To find the best rate, browse through our Deep Learning tutors’ profiles on Codementor, where you can view their rates and read reviews from other learners. This will help you choose a tutor who fits your budget and learning needs.
What are the benefits of learning Deep Learning with a dedicated tutor?
Learning Deep Learning with a dedicated tutor from Codementor offers several significant benefits that can accelerate your understanding and proficiency:
Personalized learning: A dedicated tutor adapts the learning experience to your specific needs, skills, and goals. This personalization ensures that you are not just learning Deep Learning, but exceling in a way that directly aligns with your objectives.
Immediate feedback and assistance: Unlike self-paced online courses, a dedicated tutor provides instant feedback on your code, concepts, and practices. This immediate response helps eliminate misunderstandings and sharpens your skills in real-time, making the learning process more efficient.
Motivation and accountability: Regular sessions with a tutor keep you motivated and accountable. Learning Deep Learning can be challenging, and having a dedicated mentor ensures you stay on track and continue making progress towards your learning goals.
Access to expert insights: Dedicated tutors often bring years of experience and industry knowledge. They can provide insights into best practices, current trends, and professional advice that are invaluable for both learning and career development.
Career guidance: Tutors can also offer guidance on how to apply Deep Learning in professional settings, assist in building a relevant portfolio, and advise on career opportunities, which is particularly beneficial if you plan to transition into a new role or industry.
By leveraging these benefits, you can significantly improve your competency in Deep Learning in a structured, supportive, and effective environment.
How does personalized Deep Learning mentoring differ from traditional classroom learning?
Personalized Deep Learning mentoring through Codementor offers a unique and effective learning approach compared to traditional classroom learning, particularly in these key aspects:
Customized content: Personalized mentoring adapts the learning material and pace specifically to your needs and skill level. This means the sessions can focus on areas where you need the most help or interest, unlike classroom settings which follow a fixed curriculum for all students.

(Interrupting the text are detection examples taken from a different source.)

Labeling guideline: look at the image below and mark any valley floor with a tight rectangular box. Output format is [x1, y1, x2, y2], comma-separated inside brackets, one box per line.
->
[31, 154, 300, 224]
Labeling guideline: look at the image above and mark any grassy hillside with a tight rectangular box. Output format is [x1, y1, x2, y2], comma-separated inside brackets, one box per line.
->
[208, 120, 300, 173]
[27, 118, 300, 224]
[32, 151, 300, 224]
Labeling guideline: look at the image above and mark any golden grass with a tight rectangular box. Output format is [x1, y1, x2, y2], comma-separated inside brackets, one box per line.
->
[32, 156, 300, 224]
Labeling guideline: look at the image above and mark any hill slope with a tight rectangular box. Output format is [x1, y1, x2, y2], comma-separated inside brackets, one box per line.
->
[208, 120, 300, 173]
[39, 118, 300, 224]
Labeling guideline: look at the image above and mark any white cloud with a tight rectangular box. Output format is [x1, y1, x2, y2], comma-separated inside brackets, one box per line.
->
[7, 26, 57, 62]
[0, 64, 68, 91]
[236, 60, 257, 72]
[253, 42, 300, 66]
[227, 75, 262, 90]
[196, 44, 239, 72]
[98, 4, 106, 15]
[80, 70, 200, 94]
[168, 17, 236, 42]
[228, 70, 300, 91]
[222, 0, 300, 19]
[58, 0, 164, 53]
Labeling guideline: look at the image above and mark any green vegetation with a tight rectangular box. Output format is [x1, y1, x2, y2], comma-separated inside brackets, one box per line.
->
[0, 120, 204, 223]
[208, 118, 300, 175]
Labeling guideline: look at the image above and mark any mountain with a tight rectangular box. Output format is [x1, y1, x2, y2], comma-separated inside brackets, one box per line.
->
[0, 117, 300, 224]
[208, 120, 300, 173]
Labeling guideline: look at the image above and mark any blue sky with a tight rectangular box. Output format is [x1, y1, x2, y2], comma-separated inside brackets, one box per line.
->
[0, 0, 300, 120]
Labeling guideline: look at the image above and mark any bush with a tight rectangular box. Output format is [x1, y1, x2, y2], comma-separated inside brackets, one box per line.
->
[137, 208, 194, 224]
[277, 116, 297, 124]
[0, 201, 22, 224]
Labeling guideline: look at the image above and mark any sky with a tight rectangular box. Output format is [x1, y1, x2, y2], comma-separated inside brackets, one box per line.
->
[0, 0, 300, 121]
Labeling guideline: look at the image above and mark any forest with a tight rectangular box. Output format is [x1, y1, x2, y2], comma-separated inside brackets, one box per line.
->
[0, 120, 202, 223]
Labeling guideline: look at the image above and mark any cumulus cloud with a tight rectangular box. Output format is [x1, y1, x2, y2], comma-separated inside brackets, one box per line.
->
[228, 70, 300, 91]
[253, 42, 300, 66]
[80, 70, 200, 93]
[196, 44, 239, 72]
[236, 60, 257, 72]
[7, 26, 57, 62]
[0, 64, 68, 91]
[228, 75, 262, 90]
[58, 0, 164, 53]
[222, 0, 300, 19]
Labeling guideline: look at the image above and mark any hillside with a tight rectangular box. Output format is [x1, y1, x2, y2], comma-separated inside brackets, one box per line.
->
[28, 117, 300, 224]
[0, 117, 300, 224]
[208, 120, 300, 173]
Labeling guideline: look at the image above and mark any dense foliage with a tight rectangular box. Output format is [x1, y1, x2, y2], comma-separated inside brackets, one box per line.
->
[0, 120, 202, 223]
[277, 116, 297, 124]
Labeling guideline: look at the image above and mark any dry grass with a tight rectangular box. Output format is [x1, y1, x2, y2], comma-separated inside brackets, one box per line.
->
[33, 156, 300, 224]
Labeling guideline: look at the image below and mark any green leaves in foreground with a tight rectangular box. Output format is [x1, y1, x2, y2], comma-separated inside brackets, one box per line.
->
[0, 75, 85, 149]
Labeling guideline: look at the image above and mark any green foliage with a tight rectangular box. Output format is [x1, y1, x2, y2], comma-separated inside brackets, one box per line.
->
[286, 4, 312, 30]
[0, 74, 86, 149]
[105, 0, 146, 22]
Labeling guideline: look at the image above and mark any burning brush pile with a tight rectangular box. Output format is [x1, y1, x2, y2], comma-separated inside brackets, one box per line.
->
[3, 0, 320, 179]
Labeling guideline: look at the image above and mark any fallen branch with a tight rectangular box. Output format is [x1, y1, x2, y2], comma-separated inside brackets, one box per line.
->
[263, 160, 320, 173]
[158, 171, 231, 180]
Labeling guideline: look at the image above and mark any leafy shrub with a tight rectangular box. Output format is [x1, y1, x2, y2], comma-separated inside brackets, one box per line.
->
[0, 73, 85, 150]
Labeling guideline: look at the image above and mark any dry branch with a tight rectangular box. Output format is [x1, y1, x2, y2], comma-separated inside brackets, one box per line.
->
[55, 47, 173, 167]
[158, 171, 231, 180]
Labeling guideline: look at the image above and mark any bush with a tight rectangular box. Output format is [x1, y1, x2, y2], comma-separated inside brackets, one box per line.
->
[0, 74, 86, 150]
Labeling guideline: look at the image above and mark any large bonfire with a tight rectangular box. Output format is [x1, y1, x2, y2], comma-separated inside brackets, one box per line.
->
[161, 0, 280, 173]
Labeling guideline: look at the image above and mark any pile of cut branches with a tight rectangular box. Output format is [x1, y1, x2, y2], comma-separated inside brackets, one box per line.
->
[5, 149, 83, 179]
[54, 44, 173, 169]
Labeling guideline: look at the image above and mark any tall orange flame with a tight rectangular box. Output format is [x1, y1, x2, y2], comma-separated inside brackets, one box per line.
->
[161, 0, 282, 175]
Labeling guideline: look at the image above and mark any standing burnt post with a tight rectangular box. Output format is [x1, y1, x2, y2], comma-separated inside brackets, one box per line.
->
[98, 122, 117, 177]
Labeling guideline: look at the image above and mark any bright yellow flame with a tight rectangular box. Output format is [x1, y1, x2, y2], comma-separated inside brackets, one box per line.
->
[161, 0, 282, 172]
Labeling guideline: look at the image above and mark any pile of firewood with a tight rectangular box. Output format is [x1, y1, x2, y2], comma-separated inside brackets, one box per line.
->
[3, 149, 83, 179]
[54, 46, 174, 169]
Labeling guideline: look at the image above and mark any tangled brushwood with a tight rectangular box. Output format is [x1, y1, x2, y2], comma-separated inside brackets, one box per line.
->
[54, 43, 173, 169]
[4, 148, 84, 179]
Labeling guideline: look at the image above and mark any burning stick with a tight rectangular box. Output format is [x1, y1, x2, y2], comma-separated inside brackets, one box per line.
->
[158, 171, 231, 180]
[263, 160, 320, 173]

One-on-one attention: With personalized mentoring, you receive the undivided attention of the tutor. This allows for immediate feedback and detailed explanations, ensuring that no questions are left unanswered, and concepts are fully understood.
Flexible scheduling: Personalized mentoring is arranged around your schedule, providing the flexibility to learn at times that are most convenient for you. This is often not possible in traditional classroom settings, which operate on a fixed schedule.
Pace of learning: In personalized mentoring, the pace can be adjusted according to how quickly or slowly you grasp new concepts. This custom pacing can significantly enhance the learning experience, as opposed to a classroom environment where the pace is set and may not align with every student’s learning speed.
Practical, hands-on learning: Mentors can provide more practical, hands-on learning experiences tailored to real-world applications. This direct application of skills is often more limited in classroom settings due to the general nature of the curriculum and the number of students involved.
Personalized mentoring thus provides a more tailored, flexible, and intensive learning experience, making it ideal for those who seek a focused and practical approach to mastering Deep Learning.